Naloxone is an opioid receptor antagonist, meaning it binds to the same receptors stopping and reversing the effects of naloxone in the body. Importantly, it is a benign drug and only works in the presence of opioids. There’s no evidence of adverse reactions in healthy people, meaning the study participants weren’t at risk during the study. It also means that wearers of this device are at no apparent risk in the event of a false positive triggering a dose of naloxone from the device.

“We are very interested in making these devices widely available,” Chan said. “That first requires FDA approval. We know the FDA is working to accelerate efforts to address this public health problem and release special guidance for regulation of these types of devices. That’s something we’re looking into.”

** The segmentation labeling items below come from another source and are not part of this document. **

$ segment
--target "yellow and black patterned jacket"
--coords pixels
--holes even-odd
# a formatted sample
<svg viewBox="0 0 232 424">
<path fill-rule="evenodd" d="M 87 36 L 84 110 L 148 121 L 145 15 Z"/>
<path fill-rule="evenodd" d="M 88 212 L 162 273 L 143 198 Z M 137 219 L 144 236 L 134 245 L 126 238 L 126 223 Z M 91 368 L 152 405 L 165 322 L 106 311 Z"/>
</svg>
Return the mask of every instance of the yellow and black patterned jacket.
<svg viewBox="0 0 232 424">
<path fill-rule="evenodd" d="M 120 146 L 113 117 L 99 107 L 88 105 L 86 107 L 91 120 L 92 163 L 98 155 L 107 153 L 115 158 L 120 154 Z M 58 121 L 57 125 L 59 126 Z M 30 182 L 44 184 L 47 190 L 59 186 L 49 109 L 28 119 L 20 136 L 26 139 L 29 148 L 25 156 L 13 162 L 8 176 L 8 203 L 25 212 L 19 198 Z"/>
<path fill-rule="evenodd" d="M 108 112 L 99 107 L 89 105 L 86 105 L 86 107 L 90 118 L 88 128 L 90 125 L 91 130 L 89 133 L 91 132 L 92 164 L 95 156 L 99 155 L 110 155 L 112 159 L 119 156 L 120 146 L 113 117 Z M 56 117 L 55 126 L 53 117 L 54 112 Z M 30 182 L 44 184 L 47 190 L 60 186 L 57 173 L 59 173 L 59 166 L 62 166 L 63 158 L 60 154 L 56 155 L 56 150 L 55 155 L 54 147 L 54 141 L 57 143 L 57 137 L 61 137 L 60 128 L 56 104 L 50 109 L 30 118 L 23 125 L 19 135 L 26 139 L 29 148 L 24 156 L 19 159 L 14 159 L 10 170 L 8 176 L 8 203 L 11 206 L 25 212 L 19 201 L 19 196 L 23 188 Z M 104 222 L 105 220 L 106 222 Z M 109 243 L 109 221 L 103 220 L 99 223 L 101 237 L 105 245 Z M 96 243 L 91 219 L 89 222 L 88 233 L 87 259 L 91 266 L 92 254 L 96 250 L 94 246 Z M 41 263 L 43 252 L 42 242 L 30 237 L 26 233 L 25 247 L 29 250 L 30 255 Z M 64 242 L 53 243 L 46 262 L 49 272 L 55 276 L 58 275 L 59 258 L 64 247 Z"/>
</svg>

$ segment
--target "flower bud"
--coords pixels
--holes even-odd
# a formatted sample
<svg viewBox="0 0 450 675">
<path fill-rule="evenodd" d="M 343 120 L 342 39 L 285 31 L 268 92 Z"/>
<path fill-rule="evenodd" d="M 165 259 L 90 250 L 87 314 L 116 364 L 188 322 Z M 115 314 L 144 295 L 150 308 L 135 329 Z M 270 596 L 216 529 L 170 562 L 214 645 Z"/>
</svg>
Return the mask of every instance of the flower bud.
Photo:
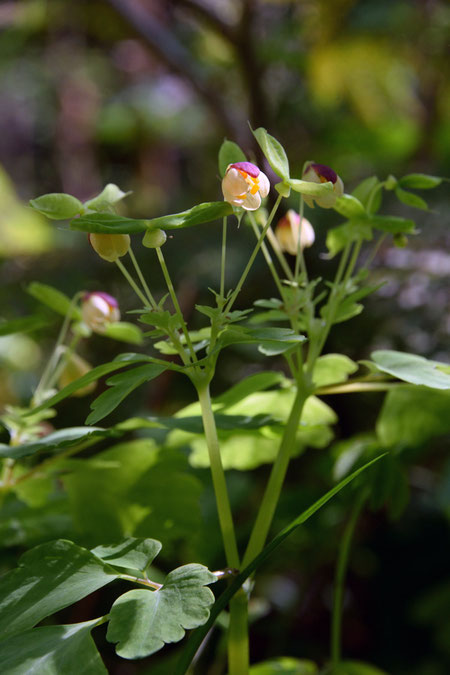
<svg viewBox="0 0 450 675">
<path fill-rule="evenodd" d="M 81 314 L 84 323 L 94 333 L 105 332 L 110 323 L 120 321 L 119 305 L 115 298 L 108 293 L 96 291 L 86 293 L 81 304 Z"/>
<path fill-rule="evenodd" d="M 64 366 L 64 370 L 59 376 L 59 388 L 63 389 L 63 387 L 67 387 L 68 384 L 72 384 L 72 382 L 75 382 L 78 378 L 86 375 L 90 370 L 92 370 L 90 363 L 81 358 L 81 356 L 78 356 L 78 354 L 71 354 Z M 96 386 L 96 381 L 89 382 L 85 387 L 74 391 L 72 396 L 87 396 L 87 394 L 90 394 Z"/>
<path fill-rule="evenodd" d="M 222 180 L 225 201 L 246 211 L 259 209 L 261 197 L 267 197 L 269 190 L 266 174 L 251 162 L 229 164 Z"/>
<path fill-rule="evenodd" d="M 301 219 L 293 209 L 289 209 L 281 220 L 278 221 L 275 228 L 275 236 L 280 244 L 281 250 L 297 255 L 298 238 L 300 236 L 300 248 L 308 248 L 314 243 L 314 229 L 309 220 Z"/>
<path fill-rule="evenodd" d="M 164 230 L 147 230 L 144 234 L 142 244 L 147 248 L 160 248 L 167 241 L 167 234 Z"/>
<path fill-rule="evenodd" d="M 305 203 L 312 209 L 314 208 L 314 202 L 317 202 L 318 206 L 321 206 L 324 209 L 330 209 L 336 204 L 337 198 L 344 194 L 344 183 L 342 182 L 342 179 L 335 171 L 333 171 L 333 169 L 330 169 L 329 166 L 325 166 L 324 164 L 310 162 L 306 166 L 302 178 L 310 183 L 333 183 L 333 191 L 324 194 L 321 197 L 303 195 Z"/>
<path fill-rule="evenodd" d="M 103 260 L 115 262 L 128 253 L 130 236 L 128 234 L 88 234 L 89 243 Z"/>
</svg>

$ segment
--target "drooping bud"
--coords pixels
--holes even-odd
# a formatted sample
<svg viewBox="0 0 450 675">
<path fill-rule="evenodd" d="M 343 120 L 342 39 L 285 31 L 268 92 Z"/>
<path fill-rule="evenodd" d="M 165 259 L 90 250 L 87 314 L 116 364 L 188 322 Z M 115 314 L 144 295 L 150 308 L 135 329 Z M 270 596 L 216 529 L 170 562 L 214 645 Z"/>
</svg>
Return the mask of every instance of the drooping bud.
<svg viewBox="0 0 450 675">
<path fill-rule="evenodd" d="M 229 164 L 222 180 L 225 201 L 246 211 L 259 209 L 261 197 L 267 197 L 269 190 L 266 174 L 251 162 Z"/>
<path fill-rule="evenodd" d="M 142 244 L 147 248 L 160 248 L 167 241 L 167 234 L 164 230 L 147 230 L 144 234 Z"/>
<path fill-rule="evenodd" d="M 89 243 L 100 258 L 115 262 L 128 253 L 130 235 L 128 234 L 88 234 Z"/>
<path fill-rule="evenodd" d="M 84 323 L 94 333 L 103 334 L 110 323 L 120 321 L 119 305 L 115 298 L 108 293 L 96 291 L 86 293 L 81 304 L 81 314 Z"/>
<path fill-rule="evenodd" d="M 278 221 L 275 236 L 281 250 L 291 255 L 297 255 L 299 237 L 302 250 L 312 246 L 315 239 L 314 229 L 309 220 L 302 218 L 300 225 L 300 216 L 293 209 L 289 209 L 286 215 Z"/>
<path fill-rule="evenodd" d="M 331 209 L 336 204 L 337 198 L 344 194 L 344 183 L 342 182 L 342 179 L 335 171 L 333 171 L 333 169 L 330 169 L 329 166 L 325 166 L 325 164 L 310 162 L 306 166 L 302 178 L 310 183 L 330 182 L 333 184 L 333 191 L 320 197 L 303 195 L 305 203 L 311 208 L 314 208 L 314 202 L 316 202 L 318 206 L 321 206 L 324 209 Z"/>
<path fill-rule="evenodd" d="M 64 366 L 64 370 L 59 376 L 59 388 L 63 389 L 63 387 L 67 387 L 68 384 L 72 384 L 72 382 L 75 382 L 75 380 L 78 380 L 78 378 L 86 375 L 86 373 L 88 373 L 90 370 L 92 370 L 90 363 L 85 361 L 85 359 L 83 359 L 78 354 L 71 354 Z M 96 386 L 97 381 L 89 382 L 89 384 L 87 384 L 85 387 L 75 391 L 72 396 L 87 396 L 87 394 L 90 394 Z"/>
</svg>

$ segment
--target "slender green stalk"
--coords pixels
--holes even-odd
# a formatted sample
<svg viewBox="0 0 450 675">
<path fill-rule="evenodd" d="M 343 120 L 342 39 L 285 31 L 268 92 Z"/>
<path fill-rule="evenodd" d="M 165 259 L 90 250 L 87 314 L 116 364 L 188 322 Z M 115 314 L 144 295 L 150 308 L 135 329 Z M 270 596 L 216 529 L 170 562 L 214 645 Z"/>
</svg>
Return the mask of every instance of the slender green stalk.
<svg viewBox="0 0 450 675">
<path fill-rule="evenodd" d="M 292 274 L 292 270 L 289 267 L 289 263 L 286 260 L 286 256 L 284 255 L 283 251 L 281 250 L 281 246 L 278 242 L 278 239 L 275 236 L 274 231 L 272 230 L 271 227 L 268 228 L 267 230 L 267 239 L 269 240 L 270 245 L 272 246 L 273 252 L 278 258 L 278 262 L 280 263 L 281 267 L 283 268 L 283 271 L 286 275 L 286 279 L 289 279 L 289 281 L 294 281 L 294 275 Z"/>
<path fill-rule="evenodd" d="M 137 283 L 135 282 L 135 280 L 133 279 L 133 277 L 131 276 L 131 274 L 128 272 L 128 270 L 127 270 L 127 268 L 125 267 L 125 265 L 122 263 L 121 260 L 119 260 L 119 258 L 117 258 L 117 260 L 115 261 L 115 263 L 116 263 L 117 267 L 119 268 L 119 270 L 122 272 L 122 274 L 123 274 L 123 276 L 125 277 L 125 279 L 126 279 L 126 280 L 128 281 L 128 283 L 130 284 L 130 286 L 131 286 L 131 288 L 133 289 L 133 291 L 134 291 L 134 292 L 136 293 L 136 295 L 138 296 L 138 298 L 144 303 L 144 307 L 148 307 L 149 304 L 148 304 L 147 298 L 145 297 L 145 295 L 143 294 L 143 292 L 141 291 L 141 289 L 139 288 L 139 286 L 137 285 Z M 150 307 L 151 307 L 151 305 L 150 305 Z"/>
<path fill-rule="evenodd" d="M 303 411 L 303 406 L 309 392 L 303 388 L 297 390 L 294 404 L 292 406 L 289 419 L 286 423 L 283 438 L 281 440 L 278 455 L 270 473 L 266 491 L 264 493 L 258 515 L 250 535 L 250 541 L 242 561 L 243 567 L 246 567 L 264 548 L 264 544 L 269 533 L 275 509 L 280 498 L 286 471 L 291 458 L 292 449 L 295 444 L 295 438 L 298 431 L 298 425 Z"/>
<path fill-rule="evenodd" d="M 239 292 L 240 292 L 240 290 L 241 290 L 241 288 L 244 284 L 244 281 L 246 280 L 247 275 L 250 272 L 251 266 L 253 265 L 253 262 L 256 258 L 256 254 L 258 253 L 259 249 L 261 248 L 261 244 L 264 241 L 264 237 L 266 236 L 266 232 L 269 229 L 269 227 L 272 223 L 272 220 L 275 217 L 275 214 L 278 210 L 281 199 L 282 199 L 281 195 L 278 195 L 277 201 L 275 202 L 274 207 L 273 207 L 272 211 L 270 212 L 270 215 L 267 219 L 267 222 L 264 225 L 264 228 L 261 232 L 261 236 L 259 237 L 258 241 L 256 242 L 256 246 L 253 249 L 253 253 L 251 254 L 250 259 L 249 259 L 244 271 L 242 272 L 241 278 L 239 279 L 238 284 L 237 284 L 236 288 L 234 289 L 233 295 L 231 296 L 230 300 L 228 301 L 228 304 L 227 304 L 227 307 L 226 307 L 226 310 L 225 310 L 226 312 L 229 312 L 231 310 L 231 308 L 234 304 L 234 301 L 236 300 L 237 296 L 239 295 Z"/>
<path fill-rule="evenodd" d="M 219 523 L 222 532 L 227 565 L 229 567 L 239 568 L 240 563 L 236 544 L 236 535 L 234 532 L 233 517 L 231 514 L 230 500 L 228 498 L 225 473 L 222 466 L 222 459 L 220 457 L 216 422 L 211 407 L 209 384 L 196 385 L 196 388 L 202 411 L 203 427 L 205 431 L 206 444 L 208 446 L 211 475 L 214 492 L 216 495 L 217 511 L 219 515 Z"/>
<path fill-rule="evenodd" d="M 259 231 L 259 227 L 256 224 L 253 213 L 249 213 L 248 215 L 249 215 L 250 224 L 253 228 L 253 232 L 255 233 L 255 237 L 258 240 L 261 232 Z M 281 284 L 281 280 L 280 280 L 280 277 L 278 276 L 278 272 L 275 268 L 275 265 L 273 264 L 272 256 L 269 253 L 269 249 L 267 248 L 267 246 L 265 245 L 264 242 L 261 244 L 261 251 L 263 252 L 264 258 L 266 259 L 267 267 L 269 268 L 269 270 L 272 273 L 272 277 L 273 277 L 273 280 L 275 281 L 276 287 L 278 288 L 278 292 L 280 294 L 280 297 L 281 297 L 281 299 L 283 299 L 283 286 Z"/>
<path fill-rule="evenodd" d="M 145 291 L 145 294 L 146 294 L 146 296 L 147 296 L 148 302 L 150 302 L 150 305 L 152 306 L 153 309 L 158 309 L 158 305 L 156 304 L 156 300 L 155 300 L 155 298 L 153 297 L 152 292 L 150 291 L 147 282 L 145 281 L 145 277 L 144 277 L 144 275 L 143 275 L 143 273 L 142 273 L 142 270 L 141 270 L 141 268 L 140 268 L 140 266 L 139 266 L 138 261 L 136 260 L 136 256 L 134 255 L 133 249 L 131 248 L 131 246 L 130 246 L 130 248 L 128 249 L 128 253 L 129 253 L 130 258 L 131 258 L 131 261 L 132 261 L 132 263 L 133 263 L 133 265 L 134 265 L 134 269 L 136 270 L 137 275 L 138 275 L 138 277 L 139 277 L 139 280 L 140 280 L 140 282 L 141 282 L 141 284 L 142 284 L 142 288 L 143 288 L 144 291 Z"/>
<path fill-rule="evenodd" d="M 304 206 L 305 202 L 303 199 L 303 195 L 300 195 L 300 207 L 299 207 L 299 215 L 300 215 L 300 225 L 298 228 L 298 235 L 297 235 L 297 256 L 295 258 L 295 272 L 294 272 L 294 279 L 298 281 L 298 275 L 300 272 L 300 268 L 302 270 L 302 275 L 306 283 L 308 283 L 308 272 L 306 269 L 305 265 L 305 258 L 303 256 L 303 247 L 302 247 L 302 227 L 303 227 L 303 211 L 304 211 Z"/>
<path fill-rule="evenodd" d="M 44 372 L 42 373 L 41 379 L 39 380 L 37 387 L 34 391 L 33 398 L 32 398 L 32 405 L 37 406 L 40 403 L 39 400 L 39 395 L 42 391 L 45 391 L 45 389 L 48 389 L 48 378 L 51 376 L 53 370 L 56 368 L 59 357 L 61 356 L 61 350 L 60 347 L 64 340 L 66 339 L 67 331 L 69 330 L 69 324 L 72 317 L 72 310 L 75 307 L 75 304 L 77 303 L 78 299 L 81 297 L 82 293 L 75 293 L 73 296 L 70 305 L 67 309 L 66 315 L 64 317 L 64 321 L 61 326 L 61 330 L 59 331 L 58 337 L 56 339 L 55 346 L 53 348 L 53 352 L 47 362 L 47 365 L 44 369 Z"/>
<path fill-rule="evenodd" d="M 178 316 L 178 319 L 180 321 L 181 330 L 183 331 L 184 337 L 186 339 L 186 344 L 188 346 L 189 353 L 191 355 L 192 361 L 195 363 L 197 361 L 197 355 L 194 351 L 194 347 L 192 345 L 192 341 L 191 341 L 191 338 L 190 338 L 190 335 L 189 335 L 189 331 L 187 329 L 186 322 L 184 320 L 184 316 L 181 312 L 181 307 L 180 307 L 180 304 L 178 302 L 177 294 L 175 293 L 175 288 L 174 288 L 174 285 L 172 283 L 172 279 L 170 278 L 170 274 L 169 274 L 169 270 L 168 270 L 167 265 L 166 265 L 166 261 L 164 260 L 163 252 L 161 251 L 161 249 L 159 247 L 156 249 L 156 255 L 158 256 L 159 264 L 161 265 L 162 273 L 164 275 L 164 279 L 166 281 L 167 288 L 168 288 L 169 293 L 170 293 L 170 297 L 172 298 L 172 302 L 173 302 L 173 306 L 175 308 L 175 312 L 176 312 L 176 314 Z"/>
<path fill-rule="evenodd" d="M 340 541 L 339 555 L 334 580 L 333 613 L 331 619 L 331 663 L 336 668 L 341 660 L 342 604 L 344 598 L 344 579 L 347 572 L 350 546 L 356 523 L 366 501 L 367 493 L 362 491 L 356 500 L 349 521 Z"/>
<path fill-rule="evenodd" d="M 241 588 L 230 600 L 228 628 L 228 674 L 247 675 L 250 667 L 248 644 L 248 598 Z"/>
<path fill-rule="evenodd" d="M 220 295 L 225 297 L 225 262 L 227 255 L 227 217 L 223 219 L 222 225 L 222 258 L 220 261 Z"/>
</svg>

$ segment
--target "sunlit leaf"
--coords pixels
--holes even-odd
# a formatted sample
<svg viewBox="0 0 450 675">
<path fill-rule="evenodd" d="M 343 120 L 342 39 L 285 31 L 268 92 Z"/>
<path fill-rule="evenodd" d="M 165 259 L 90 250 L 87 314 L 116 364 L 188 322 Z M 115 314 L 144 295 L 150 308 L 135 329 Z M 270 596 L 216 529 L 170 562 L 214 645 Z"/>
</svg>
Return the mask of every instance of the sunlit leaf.
<svg viewBox="0 0 450 675">
<path fill-rule="evenodd" d="M 118 642 L 119 656 L 137 659 L 178 642 L 187 629 L 208 620 L 214 595 L 206 588 L 217 581 L 203 565 L 192 563 L 170 572 L 158 591 L 134 590 L 113 604 L 107 639 Z"/>
</svg>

A survey of 97 adults with a history of opioid use indicated roughly three quarters would be willing to wear a device like the one designed by Chan and colleagues, and roughly the same percentage stated a willingness to wear the device all or most of the time. Life-saving intervention could be a simple matter of getting these devices into the hands — or onto the abdomens — of the populations who would benefit from them. Though regulatory barriers and social stigma are challenges, researchers are hopeful that someday soon, at-risk individuals will have access to devices capable of knowing when they are in trouble and then helping, even when there’s no one else around.